Amazon CEO Jeff Bezos says his company is developing a set of laws to regulate facial recognition technology that it plans to share with federal lawmakers.
In February, the company, which has faced escalating scrutiny over its controversial facial recognition tech, called Amazon Rekognition, published guidelines it said it hoped lawmakers would consider enacting. Now Amazon is taking another step, Bezos told reporters in a surprise appearance following Amazon’s annual Alexa gadget event in Seattle on Wednesday.
“Our public policy team is actually working on facial recognition regulations; it makes a lot of sense to regulate that,” Bezos said in response to a reporter’s question.
The idea is that Amazon will write its own draft of what it thinks federal legislation should look like, and it will then pitch lawmakers to adopt as much of it as possible.
“It’s a perfect example of something that has really positive uses, so you don’t want to put the brakes on it,” Bezos added. “But, at the same time, there’s also potential for abuses of that kind of technology, so you do want regulations. It’s a classic dual-use kind of technology.”
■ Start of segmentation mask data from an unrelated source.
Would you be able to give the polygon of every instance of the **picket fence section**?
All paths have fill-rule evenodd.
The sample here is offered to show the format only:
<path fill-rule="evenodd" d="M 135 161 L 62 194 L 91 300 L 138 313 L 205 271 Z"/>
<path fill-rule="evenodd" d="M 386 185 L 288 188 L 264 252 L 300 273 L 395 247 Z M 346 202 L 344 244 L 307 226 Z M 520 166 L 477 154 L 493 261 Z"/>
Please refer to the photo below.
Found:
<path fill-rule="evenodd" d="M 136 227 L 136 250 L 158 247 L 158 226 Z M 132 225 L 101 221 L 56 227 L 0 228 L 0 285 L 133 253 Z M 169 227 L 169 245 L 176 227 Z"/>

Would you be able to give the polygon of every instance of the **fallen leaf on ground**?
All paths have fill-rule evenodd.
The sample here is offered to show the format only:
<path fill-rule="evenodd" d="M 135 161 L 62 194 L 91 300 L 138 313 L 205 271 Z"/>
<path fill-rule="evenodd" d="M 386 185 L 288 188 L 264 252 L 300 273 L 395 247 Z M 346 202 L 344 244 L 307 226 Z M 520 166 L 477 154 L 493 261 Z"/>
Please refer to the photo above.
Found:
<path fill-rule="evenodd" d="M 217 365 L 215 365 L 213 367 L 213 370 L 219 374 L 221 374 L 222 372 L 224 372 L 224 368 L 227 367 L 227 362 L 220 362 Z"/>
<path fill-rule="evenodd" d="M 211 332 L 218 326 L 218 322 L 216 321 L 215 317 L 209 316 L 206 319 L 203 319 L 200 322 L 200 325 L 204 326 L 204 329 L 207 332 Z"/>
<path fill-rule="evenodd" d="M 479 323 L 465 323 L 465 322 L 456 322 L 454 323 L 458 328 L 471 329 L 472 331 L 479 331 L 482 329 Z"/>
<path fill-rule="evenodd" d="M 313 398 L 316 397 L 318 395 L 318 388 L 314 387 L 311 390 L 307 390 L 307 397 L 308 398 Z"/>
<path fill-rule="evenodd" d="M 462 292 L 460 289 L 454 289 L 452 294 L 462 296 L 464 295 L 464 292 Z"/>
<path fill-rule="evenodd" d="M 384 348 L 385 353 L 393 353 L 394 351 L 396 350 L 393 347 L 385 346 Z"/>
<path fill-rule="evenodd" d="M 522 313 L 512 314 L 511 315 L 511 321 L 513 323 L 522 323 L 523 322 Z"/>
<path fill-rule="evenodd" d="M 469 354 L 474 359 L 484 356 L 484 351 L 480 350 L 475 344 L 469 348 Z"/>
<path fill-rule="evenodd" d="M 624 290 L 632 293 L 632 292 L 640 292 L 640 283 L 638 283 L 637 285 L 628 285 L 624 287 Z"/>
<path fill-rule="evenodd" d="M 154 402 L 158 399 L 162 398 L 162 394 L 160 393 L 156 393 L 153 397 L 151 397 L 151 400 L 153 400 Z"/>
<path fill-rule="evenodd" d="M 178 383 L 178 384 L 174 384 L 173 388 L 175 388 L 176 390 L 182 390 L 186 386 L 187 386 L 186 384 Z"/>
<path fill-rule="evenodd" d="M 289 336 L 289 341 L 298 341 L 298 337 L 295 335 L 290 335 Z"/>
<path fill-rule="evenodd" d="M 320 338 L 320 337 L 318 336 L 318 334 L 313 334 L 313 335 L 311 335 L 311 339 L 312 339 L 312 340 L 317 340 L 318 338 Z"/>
He did not provide details on what’s in the proposed legislation.
Bezos’ revelation follows comes a few months after Andy Jassy, CEO of Amazon Web Services, which sells the Rekognition software, told Recode’s Code Conference audience that he hoped federal regulation happened soon.
Amazon’s Rekognition software lets its customers match photos and videos of people’s faces with databases of other face photos, such as those of criminals, in real time. (Amazon has marketed the tech to both corporations and law enforcement agencies.)
That has led to outrage both inside and outside of Amazon. Hundreds of Amazon employees, along with civil liberties groups and lawmakers, have called out AWS for marketing Rekognition to police, ICE, and other law enforcement agencies, over concerns that the powerful technology could be misused.
Case in point: Last summer, the ACLU tested the Rekognition software and found that it incorrectly matched 28 members of Congress with mugshots of people who have committed a crime. The false matches disproportionately involved members of Congress who are people of color. Amazon said the ACLU had used the wrong setting for the software.
The Amazon policy team’s bold new step to start drafting regulation for the tech underscores the importance of Rekognition for Amazon Web Services. And it’s a sign that Amazon recognizes that in this era of powerful grassroots activist and political movements, it needs to do a better job reassuring people about innovative technologies whose downsides also terrify the public.